The culmination of this decade-long fixation arrived in 2023 with The Culture Map of London. It brings together highlights from the entire project, presenting them as a unified work that recognises the richness of London’s creative history. Dex has produced the maps in a variety of finishes and techniques, from fluorescent inks and monochromatic runs to gold foil and screenprints on unconventional papers such as GF Smith’s Plike. This material experimentation reflects the same playful spirit found in the maps themselves.

Over the years, Dex’s typographic maps have appeared in Time Out, The Independent, The Evening Standard, BuzzFeed, the Londonist’s Mapped compendium and numerous blogs. They have also reached audiences internationally, including a cover feature for Japan’s Brain Magazine. Exhibitions across London, such as The Other Art Fair and Woolwich Contemporary Print Fair, have further cemented the maps as part of the city’s contemporary print culture.

Now, with the release of The Culture Map of the World in 2025, Dex marks a shift. The London chapter is complete. The new map widens the lens beyond the city that defined his practice, suggesting a new stage of global curiosity and creative exploration.

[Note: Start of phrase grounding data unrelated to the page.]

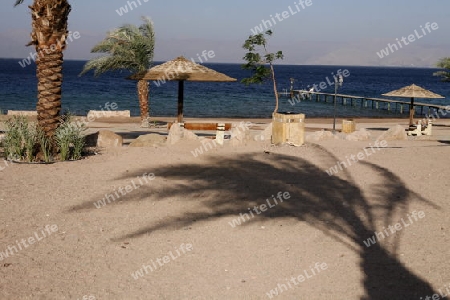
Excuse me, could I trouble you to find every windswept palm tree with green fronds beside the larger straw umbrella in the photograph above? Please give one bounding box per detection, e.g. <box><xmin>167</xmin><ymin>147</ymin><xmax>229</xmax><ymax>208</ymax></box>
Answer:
<box><xmin>80</xmin><ymin>17</ymin><xmax>155</xmax><ymax>127</ymax></box>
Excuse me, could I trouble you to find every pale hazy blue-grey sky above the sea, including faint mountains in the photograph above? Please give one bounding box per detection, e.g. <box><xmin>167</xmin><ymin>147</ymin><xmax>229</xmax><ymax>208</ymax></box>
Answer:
<box><xmin>0</xmin><ymin>0</ymin><xmax>450</xmax><ymax>66</ymax></box>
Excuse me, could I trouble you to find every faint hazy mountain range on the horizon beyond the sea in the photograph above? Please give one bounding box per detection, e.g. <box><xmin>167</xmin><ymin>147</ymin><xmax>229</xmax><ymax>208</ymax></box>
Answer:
<box><xmin>0</xmin><ymin>30</ymin><xmax>450</xmax><ymax>67</ymax></box>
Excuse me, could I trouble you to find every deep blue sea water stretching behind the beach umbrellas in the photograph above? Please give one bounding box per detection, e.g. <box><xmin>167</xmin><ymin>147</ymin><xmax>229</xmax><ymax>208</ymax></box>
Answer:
<box><xmin>0</xmin><ymin>59</ymin><xmax>450</xmax><ymax>118</ymax></box>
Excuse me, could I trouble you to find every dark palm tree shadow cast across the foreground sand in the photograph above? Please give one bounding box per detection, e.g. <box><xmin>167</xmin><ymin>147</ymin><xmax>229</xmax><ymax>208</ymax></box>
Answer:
<box><xmin>74</xmin><ymin>147</ymin><xmax>438</xmax><ymax>300</ymax></box>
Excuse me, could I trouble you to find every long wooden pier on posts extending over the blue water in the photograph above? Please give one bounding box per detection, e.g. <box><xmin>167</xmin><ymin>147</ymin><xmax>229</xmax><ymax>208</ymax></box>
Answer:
<box><xmin>280</xmin><ymin>90</ymin><xmax>446</xmax><ymax>116</ymax></box>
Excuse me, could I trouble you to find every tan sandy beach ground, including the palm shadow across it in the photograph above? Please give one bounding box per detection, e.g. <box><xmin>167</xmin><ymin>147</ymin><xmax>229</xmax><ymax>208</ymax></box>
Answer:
<box><xmin>0</xmin><ymin>118</ymin><xmax>450</xmax><ymax>300</ymax></box>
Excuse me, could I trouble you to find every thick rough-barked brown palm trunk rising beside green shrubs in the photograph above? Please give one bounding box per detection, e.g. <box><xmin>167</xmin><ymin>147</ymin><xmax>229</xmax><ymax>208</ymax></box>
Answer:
<box><xmin>15</xmin><ymin>0</ymin><xmax>71</xmax><ymax>144</ymax></box>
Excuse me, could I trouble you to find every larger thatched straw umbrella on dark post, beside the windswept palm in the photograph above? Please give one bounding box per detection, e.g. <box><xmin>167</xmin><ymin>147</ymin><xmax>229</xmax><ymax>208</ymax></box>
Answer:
<box><xmin>129</xmin><ymin>56</ymin><xmax>237</xmax><ymax>123</ymax></box>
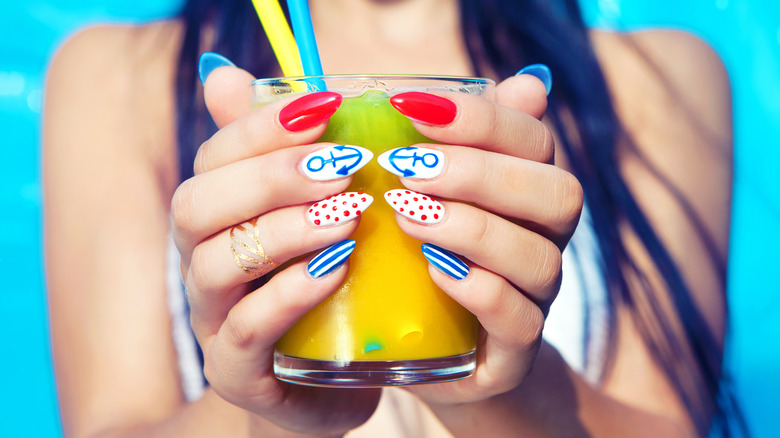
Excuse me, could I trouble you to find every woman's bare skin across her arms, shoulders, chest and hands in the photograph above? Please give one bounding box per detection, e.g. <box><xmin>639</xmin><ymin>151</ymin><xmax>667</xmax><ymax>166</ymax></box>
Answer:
<box><xmin>43</xmin><ymin>0</ymin><xmax>731</xmax><ymax>437</ymax></box>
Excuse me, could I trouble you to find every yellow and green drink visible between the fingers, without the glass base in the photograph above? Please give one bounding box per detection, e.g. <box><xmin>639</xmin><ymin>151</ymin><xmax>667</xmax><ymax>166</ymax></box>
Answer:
<box><xmin>277</xmin><ymin>91</ymin><xmax>477</xmax><ymax>361</ymax></box>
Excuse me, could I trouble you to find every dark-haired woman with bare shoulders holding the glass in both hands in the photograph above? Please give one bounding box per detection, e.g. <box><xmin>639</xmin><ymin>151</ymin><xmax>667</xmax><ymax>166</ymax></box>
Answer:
<box><xmin>44</xmin><ymin>0</ymin><xmax>731</xmax><ymax>437</ymax></box>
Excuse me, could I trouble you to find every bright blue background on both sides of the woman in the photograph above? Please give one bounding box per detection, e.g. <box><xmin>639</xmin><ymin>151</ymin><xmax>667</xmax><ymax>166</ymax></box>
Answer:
<box><xmin>0</xmin><ymin>0</ymin><xmax>780</xmax><ymax>437</ymax></box>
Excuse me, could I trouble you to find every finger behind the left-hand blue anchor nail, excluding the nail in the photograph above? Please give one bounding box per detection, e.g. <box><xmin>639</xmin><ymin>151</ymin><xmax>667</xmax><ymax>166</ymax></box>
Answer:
<box><xmin>171</xmin><ymin>145</ymin><xmax>356</xmax><ymax>260</ymax></box>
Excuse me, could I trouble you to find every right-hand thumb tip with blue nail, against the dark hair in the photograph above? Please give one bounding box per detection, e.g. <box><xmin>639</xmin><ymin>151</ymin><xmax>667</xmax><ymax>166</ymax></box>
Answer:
<box><xmin>496</xmin><ymin>64</ymin><xmax>552</xmax><ymax>119</ymax></box>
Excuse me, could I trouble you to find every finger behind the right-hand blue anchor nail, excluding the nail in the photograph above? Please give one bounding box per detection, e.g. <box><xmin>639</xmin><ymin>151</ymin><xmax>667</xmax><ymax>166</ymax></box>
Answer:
<box><xmin>401</xmin><ymin>145</ymin><xmax>583</xmax><ymax>248</ymax></box>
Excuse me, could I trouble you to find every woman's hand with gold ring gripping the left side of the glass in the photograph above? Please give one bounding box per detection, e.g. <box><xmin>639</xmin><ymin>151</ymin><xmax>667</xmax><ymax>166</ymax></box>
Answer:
<box><xmin>171</xmin><ymin>63</ymin><xmax>380</xmax><ymax>435</ymax></box>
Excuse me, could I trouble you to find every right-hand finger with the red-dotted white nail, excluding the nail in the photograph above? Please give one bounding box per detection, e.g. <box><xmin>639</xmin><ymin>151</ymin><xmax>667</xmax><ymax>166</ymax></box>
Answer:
<box><xmin>396</xmin><ymin>201</ymin><xmax>562</xmax><ymax>312</ymax></box>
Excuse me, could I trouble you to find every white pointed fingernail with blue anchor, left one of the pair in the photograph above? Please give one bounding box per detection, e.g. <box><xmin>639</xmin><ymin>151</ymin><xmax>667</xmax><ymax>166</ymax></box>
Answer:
<box><xmin>301</xmin><ymin>144</ymin><xmax>374</xmax><ymax>181</ymax></box>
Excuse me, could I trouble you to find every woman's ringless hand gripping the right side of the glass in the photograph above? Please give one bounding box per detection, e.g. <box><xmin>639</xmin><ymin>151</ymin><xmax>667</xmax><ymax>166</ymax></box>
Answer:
<box><xmin>396</xmin><ymin>75</ymin><xmax>583</xmax><ymax>404</ymax></box>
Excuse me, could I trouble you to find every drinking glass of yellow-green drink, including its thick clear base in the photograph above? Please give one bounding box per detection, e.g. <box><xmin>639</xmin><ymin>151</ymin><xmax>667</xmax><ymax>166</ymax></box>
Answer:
<box><xmin>250</xmin><ymin>77</ymin><xmax>494</xmax><ymax>386</ymax></box>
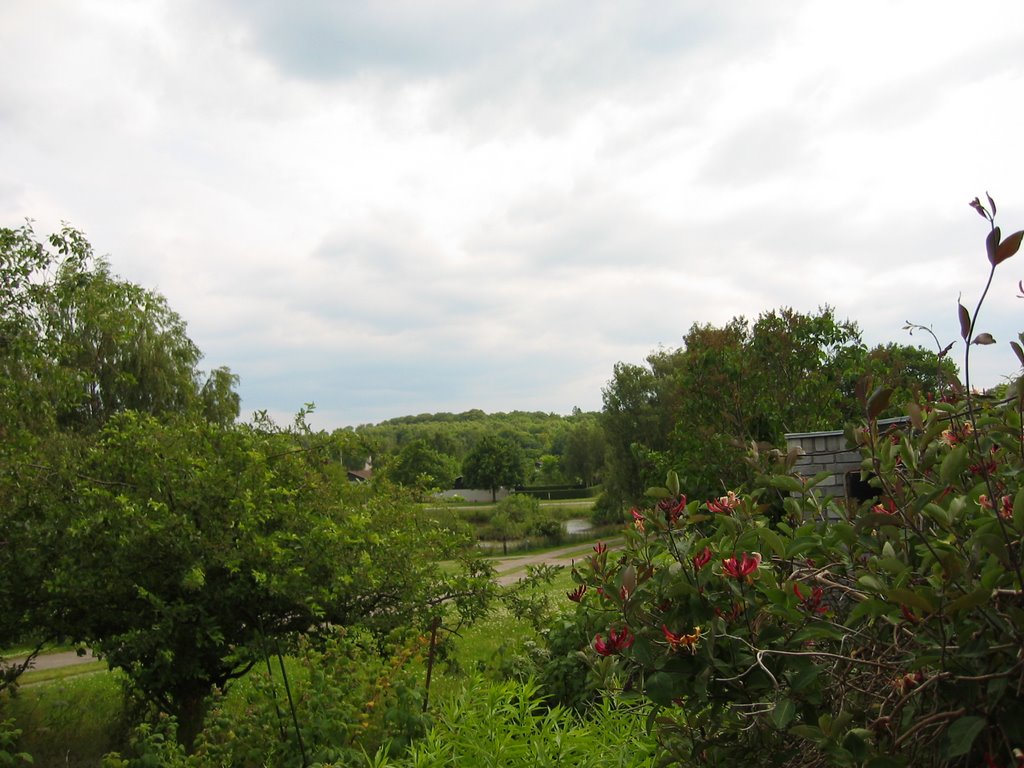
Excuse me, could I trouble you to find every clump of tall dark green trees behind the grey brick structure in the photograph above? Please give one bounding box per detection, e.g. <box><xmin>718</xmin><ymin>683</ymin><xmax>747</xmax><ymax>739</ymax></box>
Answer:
<box><xmin>601</xmin><ymin>306</ymin><xmax>953</xmax><ymax>514</ymax></box>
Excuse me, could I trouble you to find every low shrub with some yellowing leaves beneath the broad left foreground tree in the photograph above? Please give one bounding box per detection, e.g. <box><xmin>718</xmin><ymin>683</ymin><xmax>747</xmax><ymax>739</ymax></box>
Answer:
<box><xmin>105</xmin><ymin>630</ymin><xmax>429</xmax><ymax>768</ymax></box>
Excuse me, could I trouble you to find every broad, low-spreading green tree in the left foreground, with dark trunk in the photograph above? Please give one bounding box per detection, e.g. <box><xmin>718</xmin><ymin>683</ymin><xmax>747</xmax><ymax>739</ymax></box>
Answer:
<box><xmin>40</xmin><ymin>412</ymin><xmax>485</xmax><ymax>745</ymax></box>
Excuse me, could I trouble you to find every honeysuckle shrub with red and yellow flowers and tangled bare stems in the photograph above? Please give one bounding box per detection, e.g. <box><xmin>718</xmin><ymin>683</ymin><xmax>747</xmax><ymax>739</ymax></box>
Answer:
<box><xmin>571</xmin><ymin>201</ymin><xmax>1024</xmax><ymax>768</ymax></box>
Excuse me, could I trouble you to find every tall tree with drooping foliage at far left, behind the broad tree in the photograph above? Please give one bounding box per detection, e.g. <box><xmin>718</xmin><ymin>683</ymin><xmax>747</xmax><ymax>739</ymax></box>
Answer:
<box><xmin>0</xmin><ymin>223</ymin><xmax>239</xmax><ymax>432</ymax></box>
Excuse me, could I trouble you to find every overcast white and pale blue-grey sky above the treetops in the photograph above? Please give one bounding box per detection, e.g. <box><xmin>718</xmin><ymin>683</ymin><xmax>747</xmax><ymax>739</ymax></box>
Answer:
<box><xmin>0</xmin><ymin>0</ymin><xmax>1024</xmax><ymax>428</ymax></box>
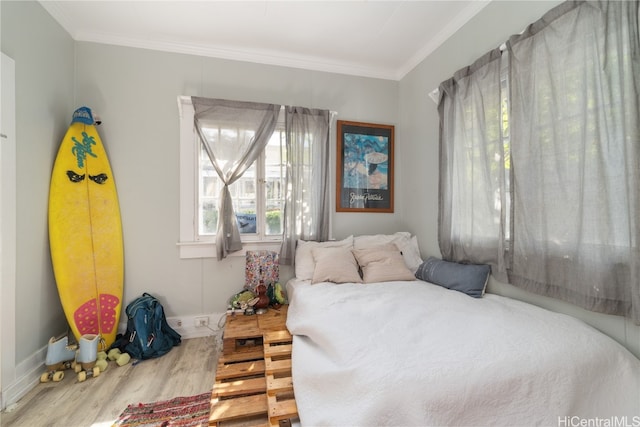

Dex works from a mews street studio in London, producing illustration, animation, stencil pieces, and spray paint works alongside his maps. He is also known as Christopher Trotman, co-founder and creative director of Run For The Hills, an award-winning creative design house specialising in branding, art, and interiors. Across all his creative output, the typographic maps remain a signature achievement, capturing the cultural pulse of London in print form.